Paper Note: Spatiotemporal reservoir resampling for real-time ray tracing with dynamic direct lighting
This article discusses the theoretical foundation and implementation of the ReSTIR algorithm.
Preface
The renowned ReSTIR sampler achieves highly efficient sampling using a very simple data structure.
The core idea is to use Weighted Reservoir Sampling (WRS) for Resampled Importance Sampling (RIS), and then leverage the properties of WRS to add low-overhead temporal and spatial sampling reuse.
Subsequently, the article analyzes the situations and reasons that lead to bias and provides an unbiased version of the algorithm.
Update as of Dec. 2024
This blog was written when I just finished the paper reading and did not have a very good understanding of the algorithm. It is quite superfluent by my today's view, and I may give it a rewrite in the future.
Problem Statement
The rendering equation is essentially an integral. For example, the radiance emitted from point \(y\) in direction \(\vec{\omega}\) is: $$ L(y,\omega) = \int_A \rho(y, \vec{yx}\leftrightarrow \vec{\omega}) \cdot L_e(x\to y)\cdot G(x\leftrightarrow y)V(x\leftrightarrow y)\text{d}A_x $$ where \(\rho\) is the BRDF, \(L_e\) is the outgoing radiance from the previous point \(x\), \(V\) is visibility, and \(G\) is the geometric term (i.e., the cosine of the angle with the normal). Simplified, it can be written as: $$ L= \int_Af(x)\text{d}x, f(x) =\rho(x)L_e(x)G(x)V(x) $$ The rendering process involves discretely sampling and estimating this integral.
Importance Sampling (IS)
Starting from a PDF \(p\) that approximates \(f\), sample \(N\) samples \(x_1, x_2, \cdots, x_n\) with weights \(p\): $$ \langle L \rangle^N_{\text{is}} = \frac{1}{N}\sum_{i=1}^N\frac{f(x_i)}{p(x_i)} $$ As long as \(f\) is non-zero and \(p\) is always positive, IS is unbiased; the closer \(p\) is to \(f\), the lower the variance.
The problem with IS is that although some components of \(f\) (e.g., \(L_e, \rho\)) have known PDFs, it is difficult to find a PDF that closely approximates \(f\) itself.
Multiple Importance Sampling (MIS)
MIS addresses the difficulty of fitting the integrand in IS by using different strategies and weighted combinations. It uses easily fitted weights like \(L_e\) and \(\rho\) and then mixes the sampling results with weights: $$ \langle L\rangle_{\text{mis}}^{M,N} = \sum_{s=1}^M\frac{1}{N_s}\sum_{i=1}^{N_s}w_s(x_i)\frac{f(x_i)}{p_s(x_i)} $$ where \(M\) is the number of sampling strategies (i.e., the number of PDFs) and \(N_s\) is the number of samples for each strategy.
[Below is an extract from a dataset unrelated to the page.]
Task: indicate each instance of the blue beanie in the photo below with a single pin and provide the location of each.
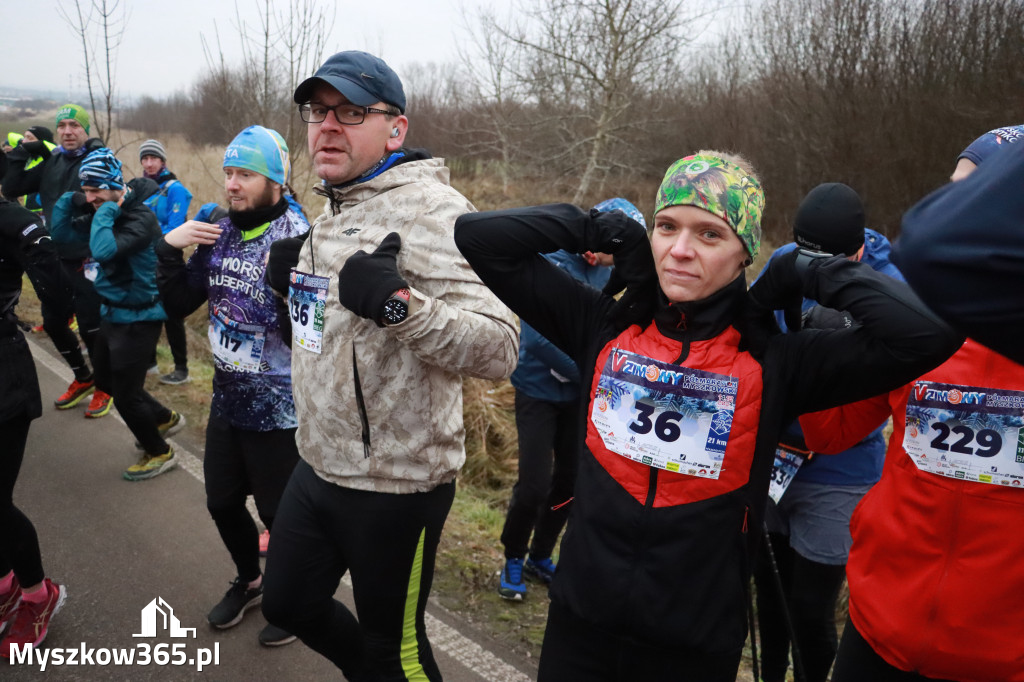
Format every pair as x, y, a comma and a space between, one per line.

As long as the weights \(w_s\) sum to 1 across strategies, MIS remains unbiased.
In practice, the weights are often set as the product of the number of samples and the probability density: $$ w_s(x) = \frac{N_sp_s(x)}{\sum_jN_jp_j(x)} $$
Resampled Importance Sampling (RIS)
Unlike MIS, RIS does not use linear weighted combinations to fit the integrand.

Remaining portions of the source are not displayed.